FRIDAY FIVE

By Matt Charnock, Editor-in-Chief of The Bold Italic
I was in the Target off Mission Street when it was announced that the City and County of San Francisco, as well as six other Bay Area counties, would enact a history-making shelter-in-place (SIP) ordinance on March 17th, 2020. Mind you, I knew this was happening prior to the edict’s release; journalism affords glimpses into certain crystal balls. It’s why I was wheeling around a red shopping cart with hast on a Monday afternoon, filling it with non-perishables and tissue products, the moment word got out about SF’s looming SIP. When those expressions came crashing down. With the weight of an anvil. Falling on a Fabergé egg — an embellished ovum that held my individual reality, which would permanently change overnight, shattering into a million sharp pieces.
I think of that moment often: panic-shopping before I knew what panic-shopping even was, let alone the terror and trauma that was to come over the next two years. I, too, have recently let my mind wander to a past pandemic self. But not, say, out of some sort of despondent rumination; these spinnings were done more so as an exercise of curiosity, contemplating what my then-self would make of words, sentiments, phrases, actualities that now envelop our current world.
Through those various spiralings — supported by synaptic bungee cords that snapped back when I went *too deep* — there are five things that constantly stick out to me.
‘Patio, parklet, or table inside?’
San Francisco has always had a comparatively robust al fresco dining scene; our city’s weather and geography would necessitate no less. But the decline into a global health crisis spurred by a new respiratory virus caused SF to double-down — well… like, quintuplet-down, honestly — on its outdoor eating culture.
Over 1,200 parklets have since been erected by local bars and eateries under the City’s Shared Spaces Program. And for us, we’ll always side with “parklet,” barring wet weather.

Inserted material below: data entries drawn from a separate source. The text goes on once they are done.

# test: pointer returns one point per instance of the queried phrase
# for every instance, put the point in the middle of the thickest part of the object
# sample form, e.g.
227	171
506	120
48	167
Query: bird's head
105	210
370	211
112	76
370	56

It’s the car-free streets for me
The pandemic ushered in a renaissance of urban hiking and explorations into SF’s green spaces. (Just to re-up this v fun fact: San Francisco has the densest number of public greenspaces of any city in the country; all of its residents are no more than a ten-minute walk from a City-maintained park or open space.) And when the notion of commuting to work became an anathema, San Francisco’s streets closed to cars and opened to pedestrians.
Throughout the city, nearly thirty car-free corridors have been implemented as part of SFMTA”s Slow Streets Program, each one complete with signage and barricades meant to minimize through vehicle traffic and prioritize walking and biking. Even if some have reopened, be it completely or under some odd hybrid model that pleases no one, in the end, it’s difficult to imagine these pedestrian-friendly streets being pushed into reality so quickly if it wasn’t for the pandemic.
WFH… on your own terms
The mythologies that wrap’s startup offices were so steeped in San Francisco’s folklore. It’s hard now for my prefrontal cortex to even envelope ideas of returning to a physical office. Five days a week. For (at least) eight hours a day. Commuting to and from said offices. I, without hyperbole, had a visceral, full-body reaction just typing those previous words.
Downtown San Francisco — the concrete bastion for the city’s shiny corporate tech offices, most trailed by multi-million-dollar leases — is coming back, absolutely. But it will never return to its bustling mid-afternoon self… when people were crammed into physical spaces against their own will. WFH is just better, so long as there are boundaries, habits, and structures built around those routines.
Glued to news about vaccination rates and mask mandates
Nearly 85% of all eligible San Franciscans are now fully vaccinated against Covid-19, which is an astounding figure. SF was also one of the few cities in the country to uphold ardent mask-wearing mandates throughout the pandemic, regardless of its severity as surges waxed between extremes. It wasn’t until just this past Friday that certain businesses, like gyms and bars, didn’t have to require patrons to show proof of vaccination if they wanted to enter inside. Similarly, the City dropped its requirement for fully vaccinated people to wear masks in most indoor settings on February 16th.
Could you low-key imagine seeing such news two years ago, nevermind comprehending it (and having hot takes on those updates)? I high-key can’t.
Six million deaths
6,007,000 lives have been collectively lost to Covid-19 across the world; 966,000 of those fatalities were recorded in the United States; 88,000 Californians have lost battles to this not-so-novel disease; 831 San Franciscans were stolen by SARS-CoV-2 — a pathogen not found in any lexicon before the fall of 2020.